On Friday, lawyers for the former governor of Coahuila, Humberto Moreira, announced that the former governor had filed a lawsuit against both Romero and the newspaper for “moral damage” in relation to a February 18, 2016, article in which Romero alleged that the government improperly granted Moreira a pension in December 2015.

Moreira himself has not spoken publicly about the lawsuit. CPJ contacted his lawyers to convey a request for comment, but has not received a response from the former governor.

Moreira remains powerful in Coahuila’s politics. He briefly served as president of the Party of the Institutional Revolution (PRI), to which Mexican President Enrique Peña Nieto belongs. His brother, Rubén Moreira, currently serves as governor of Coahuila.

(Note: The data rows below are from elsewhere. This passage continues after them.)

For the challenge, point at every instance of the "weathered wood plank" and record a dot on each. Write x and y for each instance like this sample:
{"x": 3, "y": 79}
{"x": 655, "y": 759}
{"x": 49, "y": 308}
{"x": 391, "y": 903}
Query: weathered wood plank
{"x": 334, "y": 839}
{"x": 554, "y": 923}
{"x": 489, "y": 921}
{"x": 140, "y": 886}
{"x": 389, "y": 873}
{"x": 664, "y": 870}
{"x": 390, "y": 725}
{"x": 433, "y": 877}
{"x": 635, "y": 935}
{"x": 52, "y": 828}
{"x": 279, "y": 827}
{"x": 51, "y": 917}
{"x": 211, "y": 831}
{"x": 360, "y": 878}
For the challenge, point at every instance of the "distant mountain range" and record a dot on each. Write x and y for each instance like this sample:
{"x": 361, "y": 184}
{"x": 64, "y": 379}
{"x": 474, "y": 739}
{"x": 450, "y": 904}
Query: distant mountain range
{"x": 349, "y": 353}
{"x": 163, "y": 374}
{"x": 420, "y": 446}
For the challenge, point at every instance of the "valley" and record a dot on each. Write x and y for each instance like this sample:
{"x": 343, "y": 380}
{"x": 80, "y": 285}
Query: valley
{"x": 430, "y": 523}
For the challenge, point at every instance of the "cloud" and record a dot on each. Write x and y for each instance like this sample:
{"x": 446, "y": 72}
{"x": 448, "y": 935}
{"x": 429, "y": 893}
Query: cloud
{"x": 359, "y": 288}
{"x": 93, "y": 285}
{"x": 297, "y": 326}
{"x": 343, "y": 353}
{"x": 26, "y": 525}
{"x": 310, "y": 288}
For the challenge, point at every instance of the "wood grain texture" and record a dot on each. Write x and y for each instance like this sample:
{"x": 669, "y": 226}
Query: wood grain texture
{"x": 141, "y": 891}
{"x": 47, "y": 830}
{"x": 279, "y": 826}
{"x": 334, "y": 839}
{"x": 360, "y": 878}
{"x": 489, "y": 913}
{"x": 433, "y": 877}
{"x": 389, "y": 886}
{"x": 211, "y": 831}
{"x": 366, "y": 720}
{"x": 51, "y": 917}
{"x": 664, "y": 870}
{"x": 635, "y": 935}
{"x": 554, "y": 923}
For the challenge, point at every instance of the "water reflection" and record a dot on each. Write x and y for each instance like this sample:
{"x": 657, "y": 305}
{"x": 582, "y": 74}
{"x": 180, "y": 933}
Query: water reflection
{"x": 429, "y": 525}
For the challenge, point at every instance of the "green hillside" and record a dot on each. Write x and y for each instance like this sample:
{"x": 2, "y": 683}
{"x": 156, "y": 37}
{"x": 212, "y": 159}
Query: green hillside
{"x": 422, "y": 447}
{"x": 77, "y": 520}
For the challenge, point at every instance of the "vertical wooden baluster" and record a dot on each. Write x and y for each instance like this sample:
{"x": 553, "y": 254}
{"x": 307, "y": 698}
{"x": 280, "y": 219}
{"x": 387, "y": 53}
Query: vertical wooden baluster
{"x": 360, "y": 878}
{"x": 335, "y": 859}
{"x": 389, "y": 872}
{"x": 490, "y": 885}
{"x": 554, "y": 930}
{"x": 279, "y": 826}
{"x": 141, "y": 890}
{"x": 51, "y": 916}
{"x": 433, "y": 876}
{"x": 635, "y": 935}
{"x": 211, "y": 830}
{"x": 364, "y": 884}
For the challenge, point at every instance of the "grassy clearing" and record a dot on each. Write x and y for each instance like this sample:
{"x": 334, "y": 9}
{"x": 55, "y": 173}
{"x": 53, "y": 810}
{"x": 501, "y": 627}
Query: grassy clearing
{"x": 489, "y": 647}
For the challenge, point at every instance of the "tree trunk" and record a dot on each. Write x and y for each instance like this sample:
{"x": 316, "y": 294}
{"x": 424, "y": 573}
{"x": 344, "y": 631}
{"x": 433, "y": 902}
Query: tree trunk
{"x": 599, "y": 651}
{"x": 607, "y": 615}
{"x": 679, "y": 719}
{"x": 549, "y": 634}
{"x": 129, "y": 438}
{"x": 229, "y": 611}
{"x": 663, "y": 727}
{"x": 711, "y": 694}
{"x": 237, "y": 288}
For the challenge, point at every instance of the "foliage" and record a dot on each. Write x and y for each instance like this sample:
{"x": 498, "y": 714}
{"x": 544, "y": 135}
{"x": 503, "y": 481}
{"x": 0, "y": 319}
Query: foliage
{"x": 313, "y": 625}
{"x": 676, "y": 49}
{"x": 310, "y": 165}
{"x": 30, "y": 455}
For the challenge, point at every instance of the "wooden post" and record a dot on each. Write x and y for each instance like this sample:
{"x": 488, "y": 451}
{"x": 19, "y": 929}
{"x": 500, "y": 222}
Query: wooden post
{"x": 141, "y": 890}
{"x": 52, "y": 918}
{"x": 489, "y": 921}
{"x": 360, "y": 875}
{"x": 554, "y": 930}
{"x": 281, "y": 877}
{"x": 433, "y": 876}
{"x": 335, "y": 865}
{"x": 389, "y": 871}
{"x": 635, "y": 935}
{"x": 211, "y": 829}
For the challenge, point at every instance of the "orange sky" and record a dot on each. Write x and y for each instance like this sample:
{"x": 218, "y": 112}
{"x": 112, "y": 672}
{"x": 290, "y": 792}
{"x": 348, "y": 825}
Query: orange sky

Also on Friday, roughly 30 members of an elite state police corps raided the ranch of Vanguardia‘s owner, Armando Castilla Galindo, according to press reports. The raid, which was authorized by a court order, was meant to evict Castilla because of an unpaid mortgage debt from 2009, the press reports said. Vanguardia said the raid was conducted with force unprecedented in a civil suit, including the use of heavy machinery.

The Coahuila government said in a statement that police acted in compliance with the law.

Vanguardia has been the victim of attacks before. In 2011, a grenade was thrown at its editorial offices in Saltillo. In 2013, Vanguardia photographer Daniel Martínez Balzaldúa was murdered in Saltillo. Neither incident has resulted in arrests or convictions. In recent years, Coahuila has been the stage for violent turf wars between organized crime groups.

Mexico is one of the most dangerous countries in the world to work as a journalist, according to CPJ research. Journalists often have to contend with threats of violence from authorities or members of criminal groups, according to CPJ research. Since 1992, at least 36 journalists have been killed for their work, while dozens more have died in unclear circumstances.